Вместо Евы чувственныя, мысленная ми бысть Ева, во плоти страстный помысл, показуяй сладкая и вкушаяй присно горькаго напоения.
(Тропарь первой песни Великого покаянного канона)
Четыре дня слух ваш оглашался чтением великого канона, избранного и заповеданного в настоящие дни Святою Церковью к непременному исполнению в назидание и духовное очищение кающимся, готовящимся к великому таинству — чувственному общению с Богом.

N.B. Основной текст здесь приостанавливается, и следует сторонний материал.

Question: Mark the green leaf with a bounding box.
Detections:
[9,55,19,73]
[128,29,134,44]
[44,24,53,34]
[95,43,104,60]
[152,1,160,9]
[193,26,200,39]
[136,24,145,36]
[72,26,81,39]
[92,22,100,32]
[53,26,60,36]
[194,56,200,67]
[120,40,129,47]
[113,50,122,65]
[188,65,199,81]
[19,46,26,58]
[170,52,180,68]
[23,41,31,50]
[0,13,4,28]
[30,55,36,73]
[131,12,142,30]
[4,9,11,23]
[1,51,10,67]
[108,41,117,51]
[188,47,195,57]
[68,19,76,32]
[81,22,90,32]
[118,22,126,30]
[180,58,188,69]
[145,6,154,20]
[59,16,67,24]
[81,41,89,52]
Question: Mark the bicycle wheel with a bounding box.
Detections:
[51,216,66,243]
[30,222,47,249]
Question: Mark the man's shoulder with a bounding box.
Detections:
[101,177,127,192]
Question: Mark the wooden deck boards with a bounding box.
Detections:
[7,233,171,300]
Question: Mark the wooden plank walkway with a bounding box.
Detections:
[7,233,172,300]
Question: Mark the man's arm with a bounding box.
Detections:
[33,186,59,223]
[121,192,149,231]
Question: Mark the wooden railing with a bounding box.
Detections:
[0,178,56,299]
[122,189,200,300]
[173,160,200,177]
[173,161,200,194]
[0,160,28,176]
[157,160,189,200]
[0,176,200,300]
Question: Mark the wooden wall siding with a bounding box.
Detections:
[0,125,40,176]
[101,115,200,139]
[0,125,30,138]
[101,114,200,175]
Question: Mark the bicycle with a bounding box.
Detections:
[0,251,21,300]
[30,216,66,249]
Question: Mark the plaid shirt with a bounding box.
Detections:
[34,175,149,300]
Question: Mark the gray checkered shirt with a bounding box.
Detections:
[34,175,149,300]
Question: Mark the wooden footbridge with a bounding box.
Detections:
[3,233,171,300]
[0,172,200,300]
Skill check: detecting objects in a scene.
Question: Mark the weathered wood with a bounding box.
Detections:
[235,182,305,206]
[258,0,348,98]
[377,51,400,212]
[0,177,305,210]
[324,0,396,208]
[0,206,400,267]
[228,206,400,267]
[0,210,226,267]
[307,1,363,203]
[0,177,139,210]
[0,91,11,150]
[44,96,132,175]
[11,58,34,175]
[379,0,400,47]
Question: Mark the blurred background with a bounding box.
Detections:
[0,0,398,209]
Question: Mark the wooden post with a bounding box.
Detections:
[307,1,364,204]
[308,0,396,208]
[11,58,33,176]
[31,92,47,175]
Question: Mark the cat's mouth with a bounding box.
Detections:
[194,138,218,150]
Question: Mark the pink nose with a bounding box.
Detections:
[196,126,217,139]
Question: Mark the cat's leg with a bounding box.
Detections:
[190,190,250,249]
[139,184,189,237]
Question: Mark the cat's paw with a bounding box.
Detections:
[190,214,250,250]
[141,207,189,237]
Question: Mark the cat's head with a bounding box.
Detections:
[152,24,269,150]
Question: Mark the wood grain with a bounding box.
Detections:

Вам слышалось долговременное чтение (а следовало бы быть ему пением), прерываемое частым молитвенным припевом: «помилуй мя Боже, помилуй мя» и изредка протяженным пением особых песней, которые на языке церковном зовутся ирмосами. Их число – девять. Ими делится все прочитываемое на девять частей, по ирмосам названных песнями. Такое девятипесненное сложение церковное и есть канон. Канон — слово греческое, означающее: правило, образец, заповедь, определение. В настоящем случае им означается стихотворное сочинение, составленное по известному правилу пли образцу. Таким образцом для каждой из девяти песней служит ирмос ее, на который своим составом, т. е. почти исключительно слоговою мерою, и похож каждый из мелких отделов ее или тропарей. Вот что такое вообще канон. Великий канон есть тот, в котором количество тропарей далеко превышает число четыре, принятое за правило для обыкновенных канонов. И точно, в только что оконченном нами чтении в иных песнях оно доходит до тридцати и более.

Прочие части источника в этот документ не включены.